Passados 42 anos, entre os cinco mafiosos responsáveis pelo assassinato de Lauricella, dois já morreram, um está na prisão, outro colaborou com as autoridades. O quinto, Raffaele Galatolo, conhecido como o “estrangulador de Acquasanta”, saiu em liberdade condicional em outubro de 2024, depois de ter cumprido mais de duas décadas na prisão, onde foi “um recluso exemplar”. Agora, com 74 anos, Galatolo é o herdeiro da máfia em Acquasanta, relata o jornal La Repubblica, que investigou a presença da máfia siciliana em Palermo.
Raffaele Galatolo não é caso único. Nos últimos meses de 2024, dezenas de líderes da Cosa Nostra saíram da prisão em liberdade condicional, sem terem cumprido as suas penas até ao fim. Em causa, está um vazio na legislação italiana que facilita os pedidos de comutação de pena dos reclusos e uma série de mudanças na legislação anti-máfia, implementada nos anos 90, que fragilizou os mecanismos de combate ao crime organizado.
“É uma tempestade perfeita”, define Federico Varese ao The Guardian. O professor de Criminologia em Oxford sublinha que a entrada na máfia é “vitalícia” e que nenhum destes veteranos alguma vez colaborou com as autoridades. “O seu regresso em massa facilitará a reorganização da Cosa Nostra. Será mais provável que a ‘Cupola’ possa agora reunir-se”, alerta, referindo-se ao organismo que reúne os principais líderes do crime organizado na Sicília.
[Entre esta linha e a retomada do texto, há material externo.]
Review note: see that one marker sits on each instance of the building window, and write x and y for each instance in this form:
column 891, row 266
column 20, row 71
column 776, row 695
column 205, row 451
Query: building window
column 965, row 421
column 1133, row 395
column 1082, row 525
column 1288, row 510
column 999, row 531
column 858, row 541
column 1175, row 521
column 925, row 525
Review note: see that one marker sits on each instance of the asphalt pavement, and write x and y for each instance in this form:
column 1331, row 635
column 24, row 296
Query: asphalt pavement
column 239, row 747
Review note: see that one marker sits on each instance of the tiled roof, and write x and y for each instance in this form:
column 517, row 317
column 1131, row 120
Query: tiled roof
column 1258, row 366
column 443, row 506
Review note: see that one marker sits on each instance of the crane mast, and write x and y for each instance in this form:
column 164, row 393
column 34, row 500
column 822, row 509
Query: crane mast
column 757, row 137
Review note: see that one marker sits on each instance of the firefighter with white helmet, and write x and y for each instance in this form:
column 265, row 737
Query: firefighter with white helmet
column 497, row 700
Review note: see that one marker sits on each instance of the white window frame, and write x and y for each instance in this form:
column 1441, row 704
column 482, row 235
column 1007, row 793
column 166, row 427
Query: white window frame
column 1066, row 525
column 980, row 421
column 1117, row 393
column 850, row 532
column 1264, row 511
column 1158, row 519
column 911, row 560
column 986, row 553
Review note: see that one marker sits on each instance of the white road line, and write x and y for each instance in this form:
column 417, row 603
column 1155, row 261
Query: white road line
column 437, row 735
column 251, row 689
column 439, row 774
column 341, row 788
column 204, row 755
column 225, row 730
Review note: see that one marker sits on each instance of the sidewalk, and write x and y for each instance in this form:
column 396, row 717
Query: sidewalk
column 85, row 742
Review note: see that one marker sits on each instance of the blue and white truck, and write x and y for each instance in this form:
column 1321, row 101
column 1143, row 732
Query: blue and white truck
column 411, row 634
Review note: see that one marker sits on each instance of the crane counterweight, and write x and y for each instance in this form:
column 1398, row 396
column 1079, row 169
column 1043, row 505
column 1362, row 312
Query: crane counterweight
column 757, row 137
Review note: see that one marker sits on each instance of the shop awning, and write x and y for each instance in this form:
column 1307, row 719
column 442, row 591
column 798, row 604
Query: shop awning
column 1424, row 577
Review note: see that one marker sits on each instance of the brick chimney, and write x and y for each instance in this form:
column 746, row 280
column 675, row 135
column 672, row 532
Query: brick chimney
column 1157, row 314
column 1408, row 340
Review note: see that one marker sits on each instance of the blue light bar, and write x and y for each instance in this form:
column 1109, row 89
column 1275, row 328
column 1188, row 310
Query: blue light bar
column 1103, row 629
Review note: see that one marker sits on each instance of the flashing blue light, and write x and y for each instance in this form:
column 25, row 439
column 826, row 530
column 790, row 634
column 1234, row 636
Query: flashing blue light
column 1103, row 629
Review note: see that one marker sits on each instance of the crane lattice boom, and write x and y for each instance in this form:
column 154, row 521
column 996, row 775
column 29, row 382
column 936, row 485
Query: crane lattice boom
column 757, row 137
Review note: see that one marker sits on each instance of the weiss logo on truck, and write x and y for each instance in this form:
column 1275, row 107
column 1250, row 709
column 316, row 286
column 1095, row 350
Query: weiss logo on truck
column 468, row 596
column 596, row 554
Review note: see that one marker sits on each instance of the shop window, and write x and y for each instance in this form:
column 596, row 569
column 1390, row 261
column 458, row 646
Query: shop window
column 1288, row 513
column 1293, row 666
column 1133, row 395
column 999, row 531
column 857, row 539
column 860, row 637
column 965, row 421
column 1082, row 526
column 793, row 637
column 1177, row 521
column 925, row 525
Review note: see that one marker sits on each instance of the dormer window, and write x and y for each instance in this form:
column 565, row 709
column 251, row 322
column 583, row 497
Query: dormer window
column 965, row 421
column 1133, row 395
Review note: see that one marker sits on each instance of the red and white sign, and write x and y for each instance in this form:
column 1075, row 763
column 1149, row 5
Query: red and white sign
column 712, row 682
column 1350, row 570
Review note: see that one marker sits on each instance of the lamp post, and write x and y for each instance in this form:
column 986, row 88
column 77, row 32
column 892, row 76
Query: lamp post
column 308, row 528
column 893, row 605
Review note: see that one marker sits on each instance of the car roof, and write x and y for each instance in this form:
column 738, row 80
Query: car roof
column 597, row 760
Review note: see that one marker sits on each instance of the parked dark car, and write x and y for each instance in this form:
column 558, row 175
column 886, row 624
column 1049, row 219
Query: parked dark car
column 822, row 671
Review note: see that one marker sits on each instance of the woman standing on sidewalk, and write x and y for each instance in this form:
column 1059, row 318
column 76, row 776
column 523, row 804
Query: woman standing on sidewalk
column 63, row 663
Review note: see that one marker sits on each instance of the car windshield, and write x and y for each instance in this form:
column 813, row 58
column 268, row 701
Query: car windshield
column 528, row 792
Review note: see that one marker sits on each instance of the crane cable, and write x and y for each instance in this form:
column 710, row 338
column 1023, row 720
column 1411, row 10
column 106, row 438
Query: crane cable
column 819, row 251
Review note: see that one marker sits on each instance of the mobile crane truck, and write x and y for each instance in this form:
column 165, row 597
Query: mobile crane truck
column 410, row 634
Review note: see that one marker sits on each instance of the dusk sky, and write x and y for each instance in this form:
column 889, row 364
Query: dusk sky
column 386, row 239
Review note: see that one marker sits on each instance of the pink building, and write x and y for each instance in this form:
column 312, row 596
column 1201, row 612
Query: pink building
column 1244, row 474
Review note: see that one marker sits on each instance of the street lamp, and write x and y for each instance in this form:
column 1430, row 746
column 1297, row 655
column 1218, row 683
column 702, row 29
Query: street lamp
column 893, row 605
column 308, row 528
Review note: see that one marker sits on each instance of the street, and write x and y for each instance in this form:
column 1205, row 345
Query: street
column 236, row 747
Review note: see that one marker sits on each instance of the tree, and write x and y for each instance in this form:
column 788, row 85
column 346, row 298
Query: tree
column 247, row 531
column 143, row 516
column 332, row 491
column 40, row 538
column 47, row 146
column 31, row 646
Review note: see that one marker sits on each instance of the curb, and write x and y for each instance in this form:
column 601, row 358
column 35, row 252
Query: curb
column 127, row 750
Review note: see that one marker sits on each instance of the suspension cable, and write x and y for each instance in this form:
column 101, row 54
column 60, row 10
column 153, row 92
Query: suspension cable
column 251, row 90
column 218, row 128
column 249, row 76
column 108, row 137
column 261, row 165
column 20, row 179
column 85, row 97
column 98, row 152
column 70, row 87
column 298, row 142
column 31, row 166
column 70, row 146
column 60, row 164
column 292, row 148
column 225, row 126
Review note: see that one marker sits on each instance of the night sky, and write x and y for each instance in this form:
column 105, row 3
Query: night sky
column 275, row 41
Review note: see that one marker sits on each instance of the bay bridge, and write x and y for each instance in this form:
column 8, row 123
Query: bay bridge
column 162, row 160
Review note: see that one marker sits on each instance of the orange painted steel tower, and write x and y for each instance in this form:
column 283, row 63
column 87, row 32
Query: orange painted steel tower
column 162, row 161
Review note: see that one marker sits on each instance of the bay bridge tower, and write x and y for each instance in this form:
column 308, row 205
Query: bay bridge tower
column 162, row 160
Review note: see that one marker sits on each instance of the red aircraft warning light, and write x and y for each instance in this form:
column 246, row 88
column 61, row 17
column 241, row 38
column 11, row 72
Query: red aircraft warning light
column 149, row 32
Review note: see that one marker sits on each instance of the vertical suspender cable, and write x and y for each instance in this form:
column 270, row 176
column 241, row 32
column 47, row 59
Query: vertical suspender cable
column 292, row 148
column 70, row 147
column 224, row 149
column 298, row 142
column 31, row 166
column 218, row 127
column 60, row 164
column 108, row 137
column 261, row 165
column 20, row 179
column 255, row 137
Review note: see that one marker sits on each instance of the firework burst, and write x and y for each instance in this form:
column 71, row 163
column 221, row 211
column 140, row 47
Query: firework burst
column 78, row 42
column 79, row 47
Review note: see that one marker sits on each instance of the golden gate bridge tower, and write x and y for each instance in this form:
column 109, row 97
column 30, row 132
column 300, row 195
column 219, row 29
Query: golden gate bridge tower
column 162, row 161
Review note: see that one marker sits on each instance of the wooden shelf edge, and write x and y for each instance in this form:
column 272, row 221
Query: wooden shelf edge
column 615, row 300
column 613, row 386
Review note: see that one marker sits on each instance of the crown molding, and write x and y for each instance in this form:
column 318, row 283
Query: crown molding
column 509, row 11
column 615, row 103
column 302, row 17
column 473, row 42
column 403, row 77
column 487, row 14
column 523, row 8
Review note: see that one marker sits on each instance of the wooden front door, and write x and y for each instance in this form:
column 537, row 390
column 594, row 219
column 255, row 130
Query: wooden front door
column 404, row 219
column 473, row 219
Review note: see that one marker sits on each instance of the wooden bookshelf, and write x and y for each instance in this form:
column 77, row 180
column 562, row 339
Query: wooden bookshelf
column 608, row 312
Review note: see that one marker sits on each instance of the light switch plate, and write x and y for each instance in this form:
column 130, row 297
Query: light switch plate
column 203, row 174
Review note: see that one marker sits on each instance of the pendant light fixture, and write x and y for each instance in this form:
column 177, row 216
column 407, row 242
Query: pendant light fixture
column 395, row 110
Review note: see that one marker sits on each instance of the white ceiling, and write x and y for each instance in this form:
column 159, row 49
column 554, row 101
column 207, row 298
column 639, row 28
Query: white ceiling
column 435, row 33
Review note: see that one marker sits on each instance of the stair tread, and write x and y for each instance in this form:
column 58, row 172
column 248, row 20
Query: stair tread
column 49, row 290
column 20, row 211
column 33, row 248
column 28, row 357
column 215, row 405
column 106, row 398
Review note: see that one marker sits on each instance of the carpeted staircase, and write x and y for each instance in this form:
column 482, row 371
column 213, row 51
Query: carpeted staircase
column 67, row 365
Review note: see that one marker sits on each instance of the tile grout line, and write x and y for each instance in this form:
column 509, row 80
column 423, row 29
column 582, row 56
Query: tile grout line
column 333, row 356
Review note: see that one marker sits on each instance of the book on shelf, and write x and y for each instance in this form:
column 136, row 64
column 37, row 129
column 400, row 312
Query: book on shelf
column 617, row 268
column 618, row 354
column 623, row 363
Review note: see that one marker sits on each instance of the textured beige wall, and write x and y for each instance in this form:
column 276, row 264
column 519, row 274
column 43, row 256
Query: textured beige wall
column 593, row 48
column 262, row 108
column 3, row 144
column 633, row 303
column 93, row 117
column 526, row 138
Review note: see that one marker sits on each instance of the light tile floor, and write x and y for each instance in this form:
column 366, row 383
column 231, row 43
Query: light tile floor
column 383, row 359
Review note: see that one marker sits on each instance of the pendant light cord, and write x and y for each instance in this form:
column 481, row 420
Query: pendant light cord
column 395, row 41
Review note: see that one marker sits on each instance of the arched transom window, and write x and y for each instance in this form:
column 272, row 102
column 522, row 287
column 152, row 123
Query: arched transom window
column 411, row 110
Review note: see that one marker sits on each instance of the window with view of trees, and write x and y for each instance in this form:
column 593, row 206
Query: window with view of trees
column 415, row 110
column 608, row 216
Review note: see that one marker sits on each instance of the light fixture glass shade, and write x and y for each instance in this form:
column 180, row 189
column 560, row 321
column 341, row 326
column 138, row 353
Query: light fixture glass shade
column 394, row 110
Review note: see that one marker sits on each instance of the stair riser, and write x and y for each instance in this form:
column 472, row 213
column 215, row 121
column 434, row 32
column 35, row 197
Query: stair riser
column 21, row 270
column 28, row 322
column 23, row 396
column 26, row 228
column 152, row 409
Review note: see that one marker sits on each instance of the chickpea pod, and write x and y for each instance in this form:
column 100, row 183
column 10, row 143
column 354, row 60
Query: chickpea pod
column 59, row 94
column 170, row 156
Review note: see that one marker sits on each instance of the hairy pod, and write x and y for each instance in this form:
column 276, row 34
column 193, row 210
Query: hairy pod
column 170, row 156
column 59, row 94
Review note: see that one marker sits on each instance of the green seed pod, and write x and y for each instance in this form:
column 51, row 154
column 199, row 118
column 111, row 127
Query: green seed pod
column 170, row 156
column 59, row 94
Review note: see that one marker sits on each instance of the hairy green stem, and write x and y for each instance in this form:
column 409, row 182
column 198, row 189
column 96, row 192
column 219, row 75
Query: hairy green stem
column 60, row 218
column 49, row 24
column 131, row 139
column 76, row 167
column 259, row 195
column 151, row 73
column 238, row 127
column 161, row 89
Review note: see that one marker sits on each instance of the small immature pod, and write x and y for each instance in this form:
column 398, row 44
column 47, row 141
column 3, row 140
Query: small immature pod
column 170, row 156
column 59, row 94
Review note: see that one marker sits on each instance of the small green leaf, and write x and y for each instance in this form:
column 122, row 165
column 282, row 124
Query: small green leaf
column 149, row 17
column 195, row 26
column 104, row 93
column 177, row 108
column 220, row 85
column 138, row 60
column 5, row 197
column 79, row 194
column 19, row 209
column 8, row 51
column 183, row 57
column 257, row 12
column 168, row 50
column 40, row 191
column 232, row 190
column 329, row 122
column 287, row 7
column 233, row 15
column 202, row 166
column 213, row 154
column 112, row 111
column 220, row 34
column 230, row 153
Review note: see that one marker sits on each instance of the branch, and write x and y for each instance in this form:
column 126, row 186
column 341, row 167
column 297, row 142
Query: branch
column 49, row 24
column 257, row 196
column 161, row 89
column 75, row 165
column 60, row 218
Do “matadouro” à “imagem ardente de um santo”. A organização, as tradições e os crimes da Cosa Nostra
A “herança” de Raffaele Galatolo é um bom ponto de partida para perceber como funciona a Cosa Nostra. Galatolo lidera agora o “mandamento” de Resuttana, um dos oito de Palermo. Um “mandamento” é uma divisão territorial da máfia, que reúne três bairros liderados por uma única família. No caso dos Galatolo, a liderança pertencia ao seu irmão Vincenzo — que também foi um dos assassinos de Lauricella —, mas este morreu na prisão no ano passado, passando o título.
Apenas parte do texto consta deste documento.